Im praktischen Leben war Scheler hilflos wie ein Kind. Ich sah ihn einmal in der Garderobe eines Cafés ratlos vor einer Reihe von Hüten stehen: Er wußte nicht, welches sein eigener war. »Nicht wahr, jetzt fehlt Ihnen Ihre Frau?«, sagte ich lächelnd. Er nickte zustimmend. Wenn man ihn so sah, konnte man ihm nicht böse sein – auch nicht, wenn er Dinge tat, die man bei andern Menschen verurteilt hätte. Selbst die Opfer seiner Verirrungen pflegten sich für ihn einzusetzen.
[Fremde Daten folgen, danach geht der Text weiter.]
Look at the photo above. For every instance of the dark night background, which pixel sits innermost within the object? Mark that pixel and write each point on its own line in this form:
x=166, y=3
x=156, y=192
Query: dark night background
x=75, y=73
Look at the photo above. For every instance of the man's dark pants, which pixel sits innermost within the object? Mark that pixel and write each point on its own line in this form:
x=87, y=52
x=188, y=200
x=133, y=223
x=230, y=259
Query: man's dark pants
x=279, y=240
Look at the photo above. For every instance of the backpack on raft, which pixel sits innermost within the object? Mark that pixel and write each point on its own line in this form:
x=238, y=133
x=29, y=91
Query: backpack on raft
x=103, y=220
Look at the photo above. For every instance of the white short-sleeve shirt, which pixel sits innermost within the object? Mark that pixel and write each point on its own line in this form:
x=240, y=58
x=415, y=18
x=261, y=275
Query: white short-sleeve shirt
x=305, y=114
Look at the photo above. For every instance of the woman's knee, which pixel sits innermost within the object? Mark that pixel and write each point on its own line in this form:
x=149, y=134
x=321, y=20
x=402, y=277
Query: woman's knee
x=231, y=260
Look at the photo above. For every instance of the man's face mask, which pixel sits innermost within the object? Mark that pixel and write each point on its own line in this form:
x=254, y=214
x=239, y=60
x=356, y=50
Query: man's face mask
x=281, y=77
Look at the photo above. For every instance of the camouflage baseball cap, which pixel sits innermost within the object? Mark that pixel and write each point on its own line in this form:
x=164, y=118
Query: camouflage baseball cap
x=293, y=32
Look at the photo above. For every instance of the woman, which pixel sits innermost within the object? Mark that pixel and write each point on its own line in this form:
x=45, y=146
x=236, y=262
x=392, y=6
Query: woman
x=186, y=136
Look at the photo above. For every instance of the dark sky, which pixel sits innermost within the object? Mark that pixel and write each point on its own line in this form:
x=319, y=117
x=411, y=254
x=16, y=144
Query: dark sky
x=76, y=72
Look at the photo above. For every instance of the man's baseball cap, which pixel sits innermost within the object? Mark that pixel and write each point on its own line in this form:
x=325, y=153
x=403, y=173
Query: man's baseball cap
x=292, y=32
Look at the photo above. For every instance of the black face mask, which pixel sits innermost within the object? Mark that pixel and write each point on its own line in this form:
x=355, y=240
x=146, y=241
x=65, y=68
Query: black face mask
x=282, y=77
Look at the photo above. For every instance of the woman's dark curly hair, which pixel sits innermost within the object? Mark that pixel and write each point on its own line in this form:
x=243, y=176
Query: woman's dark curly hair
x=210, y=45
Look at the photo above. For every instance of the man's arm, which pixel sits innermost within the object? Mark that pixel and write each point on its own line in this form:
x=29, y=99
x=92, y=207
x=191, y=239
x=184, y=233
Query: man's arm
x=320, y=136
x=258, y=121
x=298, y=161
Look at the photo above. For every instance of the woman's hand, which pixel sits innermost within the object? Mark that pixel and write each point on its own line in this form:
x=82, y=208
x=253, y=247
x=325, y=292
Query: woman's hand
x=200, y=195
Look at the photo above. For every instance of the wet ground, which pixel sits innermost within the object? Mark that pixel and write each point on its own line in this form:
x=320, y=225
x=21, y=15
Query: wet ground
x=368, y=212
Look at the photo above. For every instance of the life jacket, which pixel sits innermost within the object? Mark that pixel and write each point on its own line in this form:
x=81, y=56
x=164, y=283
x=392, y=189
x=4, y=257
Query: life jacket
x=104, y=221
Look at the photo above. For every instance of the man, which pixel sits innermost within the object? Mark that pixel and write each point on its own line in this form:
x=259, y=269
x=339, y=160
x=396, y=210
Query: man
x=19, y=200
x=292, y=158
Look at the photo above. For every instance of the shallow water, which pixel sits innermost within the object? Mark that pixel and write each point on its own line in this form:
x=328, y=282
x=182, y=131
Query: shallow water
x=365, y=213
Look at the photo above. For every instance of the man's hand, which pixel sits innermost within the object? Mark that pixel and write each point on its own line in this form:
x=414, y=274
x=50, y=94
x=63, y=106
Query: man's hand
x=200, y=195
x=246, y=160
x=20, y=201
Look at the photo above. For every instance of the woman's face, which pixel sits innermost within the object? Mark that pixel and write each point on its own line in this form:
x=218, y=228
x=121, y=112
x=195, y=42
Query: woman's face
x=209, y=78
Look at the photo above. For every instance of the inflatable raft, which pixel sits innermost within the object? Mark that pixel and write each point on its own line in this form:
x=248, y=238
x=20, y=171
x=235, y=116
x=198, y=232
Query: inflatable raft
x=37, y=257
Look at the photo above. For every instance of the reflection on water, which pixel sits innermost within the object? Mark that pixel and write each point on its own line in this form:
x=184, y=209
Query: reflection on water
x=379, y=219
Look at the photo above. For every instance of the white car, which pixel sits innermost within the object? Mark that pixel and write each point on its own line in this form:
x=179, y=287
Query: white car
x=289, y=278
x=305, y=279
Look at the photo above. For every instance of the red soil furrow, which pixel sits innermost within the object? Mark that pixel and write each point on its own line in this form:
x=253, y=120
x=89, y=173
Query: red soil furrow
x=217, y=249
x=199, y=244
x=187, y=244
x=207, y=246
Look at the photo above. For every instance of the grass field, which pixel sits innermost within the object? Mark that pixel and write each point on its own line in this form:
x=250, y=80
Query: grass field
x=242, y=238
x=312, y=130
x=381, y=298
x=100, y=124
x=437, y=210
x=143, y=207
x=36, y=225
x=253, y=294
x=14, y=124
Für mich wie für viele andere ist in jenen Jahren sein Einfluß weit über das Gebiet der Philosophie hinaus von Bedeutung geworden. Ich weiß nicht, in welchem Jahr Scheler zur katholischen Kirche zurückgekehrt ist. Es kann damals nicht sehr lange zurückgelegen haben. Jedenfalls war es die Zeit, in der er ganz erfüllt war von katholischen Ideen und mit allem Glanz seines Geistes und seiner Sprachgewalt für sie zu werben verstand. Das war meine erste Berührung mit dieser mir bis dahin völlig unbekannten Welt. Sie führte mich noch nicht zum Glauben. Aber sie erschloß mir einen Bereich von »Phänomenen«, an denen ich nun nicht mehr blind vorbeigehen konnte. Nicht umsonst wurde uns beständig eingeschärft, daß wir alle Dinge vorurteilsfrei ins Auge fassen, alle »Scheuklappen« abwerfen sollten. Die Schranken der rationalistischen Vorurteile, in denen ich aufgewachsen war, ohne es zu wissen, fielen, und die Welt des Glaubens stand plötzlich vor mir. Menschen, mit denen ich täglich umging, zu denen ich mit Bewunderung aufblickte, lebten darin. Sie mußte zum mindesten eines ernsthaften Nachdenkens wert sein. Vorläufig ging ich noch nicht an eine systematische Beschäftigung mit den Glaubensfragen; dazu war ich noch viel zu sehr von andern Dingen ausgefüllt. Ich begnügte mich damit, Anregungen aus meiner Umgebung widerstandslos in mich aufzunehmen, und wurde – fast ohne es zu merken – dadurch allmählich umgebildet.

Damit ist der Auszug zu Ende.